A descrição dos cenários feita pelo autor e a escolha do léxico são bastante importantes na criação da sensação de suspense:

“Era, de fato, muito antigo. E o tempo desbotara tudo. Muitas plantas pequenas cresciam no telhado, descendo pelos beirais. Isso, porém, não significava estrago na construção. Pelo contrário, esta se encontrava intacta. Nada desmoronando. Mas parecia haver uma violenta contradição entre o ajuste perfeito das pedras e seu estado de esfarinhamento, de fragmentação isoladamente. Dava mesmo a impressão de uma estrutura apodrecida durante longos anos, mas que o contato com o ar exterior a fizera manter-se de pé”. (POE, 2005. p. 76)  

“Desbotara”, “desmoronando”, “esfarinhamento”, “fragmentação” e “apodrecida”, termos usados na caracterização da casa, vão se sobrepondo e construindo um cenário de “ruínas”, bastante apropriado para uma história de mistério. Em todo o conto esses recursos são utilizados; logo, destacá-los para os alunos é fundamental para que possam colocá-los em prática na produção dos seus próprios contos (a caracterização morfológica e sintática desses termos também merecem atenção).

 

Atividade 4 – Aprendendo a “dizer” o conto

 Este é o momento de distribuir o texto A queda da casa de Usher (que poderá ser a tradução direta do original de Edgar Allan Poe ou a adaptação feita por Clarice Lispector) aos alunos.

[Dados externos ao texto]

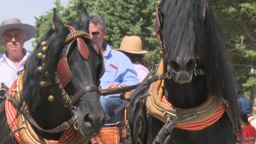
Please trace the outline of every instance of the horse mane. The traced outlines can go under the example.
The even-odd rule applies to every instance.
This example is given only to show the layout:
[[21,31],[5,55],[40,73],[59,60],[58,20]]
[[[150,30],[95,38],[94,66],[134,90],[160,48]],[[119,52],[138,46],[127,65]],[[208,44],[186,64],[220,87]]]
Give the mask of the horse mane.
[[[164,9],[167,4],[168,9]],[[164,44],[166,48],[171,48],[165,50],[164,61],[176,56],[179,52],[199,56],[210,92],[227,100],[233,118],[237,118],[239,112],[233,70],[209,1],[163,1],[160,6],[163,7],[160,12],[166,23],[161,25],[163,36],[166,37]]]
[[[82,27],[78,23],[70,24],[75,28],[81,29]],[[42,103],[42,98],[47,98],[51,94],[51,87],[42,88],[39,83],[41,81],[50,82],[52,85],[55,84],[56,67],[59,60],[64,54],[65,50],[64,41],[69,33],[67,28],[55,31],[51,28],[43,36],[38,43],[36,48],[27,60],[24,67],[25,73],[23,79],[23,90],[20,95],[20,101],[26,101],[28,109],[32,113],[35,112],[36,108]],[[42,41],[47,41],[48,50],[44,53],[43,60],[37,58],[37,54],[41,52]],[[37,71],[39,66],[44,65],[42,73]],[[46,73],[47,71],[47,75]]]

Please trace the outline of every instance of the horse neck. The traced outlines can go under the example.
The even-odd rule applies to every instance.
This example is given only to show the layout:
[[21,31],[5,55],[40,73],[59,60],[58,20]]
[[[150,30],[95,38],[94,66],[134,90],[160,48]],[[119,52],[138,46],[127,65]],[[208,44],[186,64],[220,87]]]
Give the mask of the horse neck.
[[[49,95],[42,95],[44,98],[41,99],[40,104],[36,107],[34,113],[31,113],[35,121],[44,129],[52,129],[68,121],[71,117],[68,108],[64,106],[63,100],[60,92],[53,86],[53,95],[55,100],[50,102],[48,100]],[[58,140],[61,133],[48,133],[35,129],[39,135],[47,139]]]
[[189,108],[198,106],[207,98],[207,78],[204,76],[193,77],[189,83],[180,84],[172,80],[164,82],[164,95],[175,107]]

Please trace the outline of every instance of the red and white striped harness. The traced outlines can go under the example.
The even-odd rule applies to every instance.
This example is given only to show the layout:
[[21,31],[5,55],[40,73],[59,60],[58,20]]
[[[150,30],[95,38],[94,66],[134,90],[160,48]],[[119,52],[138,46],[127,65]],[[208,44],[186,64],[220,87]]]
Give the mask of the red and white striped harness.
[[[20,75],[19,76],[19,78],[20,78]],[[18,92],[22,88],[20,88],[20,86],[19,86],[19,83],[20,82],[22,82],[22,78],[19,79],[19,78],[14,82],[11,87],[11,90],[9,91],[9,94],[10,95],[14,96],[15,99],[19,99]],[[44,143],[74,143],[73,142],[75,142],[76,139],[79,139],[78,137],[80,135],[77,135],[78,132],[75,130],[73,126],[71,126],[69,129],[65,130],[62,134],[59,141],[47,140],[40,137],[39,135],[37,135],[36,138],[33,137],[33,135],[36,134],[35,132],[32,129],[30,129],[30,130],[34,131],[32,132],[32,133],[34,133],[31,134],[28,134],[28,133],[31,132],[31,130],[30,130],[30,132],[28,132],[28,129],[29,129],[28,127],[31,128],[30,124],[26,118],[24,118],[24,116],[18,112],[18,110],[16,109],[14,104],[10,100],[6,99],[5,102],[5,108],[7,123],[10,129],[11,132],[14,132],[14,137],[19,144],[24,143],[23,141],[23,139],[24,138],[23,137],[24,137],[24,135],[28,135],[26,136],[27,137],[25,138],[25,139],[27,139],[27,138],[30,138],[30,141],[34,142],[34,143],[40,143],[42,141]],[[20,118],[22,119],[22,124],[19,122],[19,120],[21,120]],[[38,139],[39,139],[39,141],[38,141]]]

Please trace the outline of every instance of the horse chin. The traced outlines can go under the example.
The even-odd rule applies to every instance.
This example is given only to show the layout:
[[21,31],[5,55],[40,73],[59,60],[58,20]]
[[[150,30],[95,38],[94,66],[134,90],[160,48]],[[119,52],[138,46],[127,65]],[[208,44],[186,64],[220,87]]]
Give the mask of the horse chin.
[[192,81],[193,78],[193,71],[179,71],[178,73],[172,73],[172,78],[174,82],[180,84],[189,83]]
[[92,128],[92,124],[89,122],[85,122],[83,124],[80,124],[79,131],[85,138],[95,137],[100,133],[100,129],[96,130]]

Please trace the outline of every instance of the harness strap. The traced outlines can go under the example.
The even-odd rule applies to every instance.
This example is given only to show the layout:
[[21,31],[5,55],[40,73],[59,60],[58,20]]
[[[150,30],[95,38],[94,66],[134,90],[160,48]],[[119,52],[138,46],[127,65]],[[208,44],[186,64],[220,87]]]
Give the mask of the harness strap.
[[163,128],[158,132],[156,137],[153,141],[153,144],[169,143],[172,130],[177,124],[176,119],[173,119],[164,124]]
[[100,90],[95,86],[87,86],[84,88],[79,90],[76,94],[71,99],[71,103],[75,104],[76,101],[82,96],[83,95],[85,94],[89,91],[96,91],[98,94],[100,94]]
[[[10,95],[7,95],[7,99],[9,100],[10,100],[15,105],[16,108],[19,107],[19,101],[14,98],[13,96]],[[56,128],[50,129],[50,130],[45,130],[42,128],[38,124],[35,122],[34,118],[30,116],[29,113],[26,111],[25,107],[24,105],[22,105],[19,108],[19,111],[21,112],[21,113],[25,116],[27,120],[29,121],[30,124],[33,125],[36,129],[44,131],[47,133],[60,133],[63,132],[63,130],[67,130],[69,128],[69,126],[74,124],[73,118],[70,118],[68,121],[63,122],[60,126],[57,126]]]

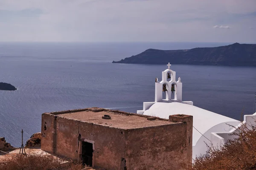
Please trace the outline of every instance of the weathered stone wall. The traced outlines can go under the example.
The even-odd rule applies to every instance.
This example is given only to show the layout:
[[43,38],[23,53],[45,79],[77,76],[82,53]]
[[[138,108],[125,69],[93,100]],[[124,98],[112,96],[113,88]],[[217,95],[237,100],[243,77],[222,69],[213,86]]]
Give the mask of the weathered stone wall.
[[56,142],[54,142],[53,140],[53,136],[55,136],[54,134],[56,133],[54,126],[56,120],[55,120],[55,119],[57,119],[57,116],[52,114],[42,114],[41,149],[51,153],[54,153],[54,147],[56,148],[54,145],[54,143],[55,144]]
[[41,148],[79,161],[82,141],[91,142],[96,167],[179,170],[192,162],[192,117],[176,117],[171,120],[175,124],[124,130],[44,113]]
[[120,169],[122,158],[125,157],[124,130],[81,122],[79,133],[82,139],[95,142],[93,160],[95,166],[124,170]]
[[0,137],[0,150],[13,147],[9,143],[6,142],[5,138]]
[[186,125],[184,123],[129,130],[127,132],[128,170],[179,170],[182,163],[188,162]]
[[120,170],[122,158],[125,156],[123,130],[49,113],[43,114],[42,124],[42,150],[79,161],[81,142],[89,140],[95,142],[94,166]]
[[26,142],[25,147],[40,147],[41,139],[42,133],[41,132],[34,133]]

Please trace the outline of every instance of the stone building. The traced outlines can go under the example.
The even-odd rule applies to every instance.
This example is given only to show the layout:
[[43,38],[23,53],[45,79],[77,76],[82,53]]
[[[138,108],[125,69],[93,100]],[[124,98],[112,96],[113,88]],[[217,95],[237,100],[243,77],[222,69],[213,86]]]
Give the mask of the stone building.
[[93,108],[43,113],[41,149],[109,170],[179,170],[192,161],[192,117]]

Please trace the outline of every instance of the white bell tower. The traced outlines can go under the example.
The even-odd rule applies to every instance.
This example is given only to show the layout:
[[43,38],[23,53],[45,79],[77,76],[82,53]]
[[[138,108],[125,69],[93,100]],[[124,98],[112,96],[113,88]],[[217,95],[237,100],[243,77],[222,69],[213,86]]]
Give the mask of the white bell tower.
[[[159,82],[158,79],[156,79],[155,102],[171,99],[182,101],[182,83],[180,81],[180,77],[179,77],[178,81],[176,81],[176,72],[170,69],[171,65],[169,62],[167,66],[168,68],[162,72],[162,81]],[[170,78],[168,78],[168,77]],[[167,91],[163,94],[164,85],[166,86]],[[171,99],[172,94],[174,97]],[[163,96],[163,95],[165,96]]]
[[[159,82],[158,79],[156,78],[154,102],[143,102],[143,110],[137,110],[137,113],[143,114],[146,110],[157,102],[180,102],[193,105],[192,101],[182,101],[182,83],[180,77],[176,81],[176,72],[170,69],[169,62],[167,66],[168,68],[162,72],[162,81]],[[164,93],[163,92],[164,90]]]

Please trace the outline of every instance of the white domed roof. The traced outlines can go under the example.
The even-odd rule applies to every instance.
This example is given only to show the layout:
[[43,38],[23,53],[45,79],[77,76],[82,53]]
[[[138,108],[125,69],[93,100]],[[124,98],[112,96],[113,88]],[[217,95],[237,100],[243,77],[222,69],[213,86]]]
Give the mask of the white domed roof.
[[228,131],[233,128],[229,125],[236,126],[240,123],[233,119],[174,100],[156,102],[143,113],[165,119],[178,114],[193,116],[193,158],[196,155],[205,154],[207,148],[204,142],[211,143],[211,133]]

O conto, já lido pelo professor, será agora relido junto com os alunos, que o terão em mãos. Essa estratégia de apresentar o texto “materializado” somente depois deles terem tido contato por meio da escuta é uma forma de fazer com que se interessem pela forma com que o texto escrito é construído. Entra aqui a idéia de tecer, que está na origem da palavra texto. Ao ler, apenas, o professor está apresentando uma forma mais próxima da oralidade (apesar do material lido estar escrito), já que ao ouvir apreendemos estruturas nucleares e elementos principais do que está sendo lido. Mediante a visualização do texto, possibilitada pela leitura conjunta, é que o aluno perceberá os reais recursos textuais utilizados pelo autor, tais como encadeamento de orações, divisão por parágrafos, pontuação, aliterações, assonâncias e outros recursos estilísticos.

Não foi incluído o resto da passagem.